Launched three months after she graduated, Fruitiques now are distributed by Sysco Corp. to schools and public swimming pools throughout central Ohio, and are sold at Whole Foods in Dublin and country clubs in Upper Arlington.

Plans currently are in the works to sell Fruitiques at Whole Foods in Upper Arlington, as well as central Ohio Fresh Markets and Kroger stores. Cullison also has her sights set on introducing her product to area medical and assisted-living facilities.

"We're working on a regional success, and once we prove that, we plan to expand to other areas," she said. "I think it's just a matter of generating more word of mouth, and getting the exposure.

"It's really hard to introduce a new product and new brand, but we have an opportunity here because when you're expecting sugar and water and you try a Fruitique, there's a 'wow' factor."

Cullison has been wowed by the response to her creation. It was born from ideals instilled in her through an Entrepreneurship 365 class taught by George "Rusty" McClure during spring semester of her senior year at OWU.

After learning how to develop a business model, cost analysis and other commerce keys, Cullison sought to provide a niche snack, with college students in mind.

McClure had faith in Cullison's concept,and decided to invest. The two are 50-50 partners, with the former student providing the vision and recipes, and the mentor extending capital and business expertise.

"My parents were a little freaked out when I told them I was going to quit looking for jobs and launch a popsicle business," Cullison said. "But inside of 90 days, we built a manufacturing facility, developed the recipes, got all our food licenses and packaging, and we opened a store at the Tuttle mall to do a test market. Basically, we wanted to see if people would buy it and, more importantly, if they'd buy it again once they'd tried it."

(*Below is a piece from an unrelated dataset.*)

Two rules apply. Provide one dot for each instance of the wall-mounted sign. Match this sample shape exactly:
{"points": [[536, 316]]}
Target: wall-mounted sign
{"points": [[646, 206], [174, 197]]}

Within two months of introducing a retail model in August 2005, 8,000 units of Fruitique were sold and a concept became a business.

That winter, the company launched its wholesale model, and Cullison began convincing more stores and customers of the virtues of her products.

"It keeps doubling," she said. "I'd like to see how much it can grow over the next few years and take it into grocery stores, and also introduce it to hospitals and nursing homes.

"It just makes sense. Hospitals are healthy, and it's good for people with special diets."

In addition to seeking new outlets for sales, Cullison said, she continues to develop flavors. Trial products will be sold at the Polaris location, and she hopes the sky's the limit.

"It has been, is and will continue to be a ton of hard work," she said. "I always knew it was a good product, but it's always great to see people get excited about it."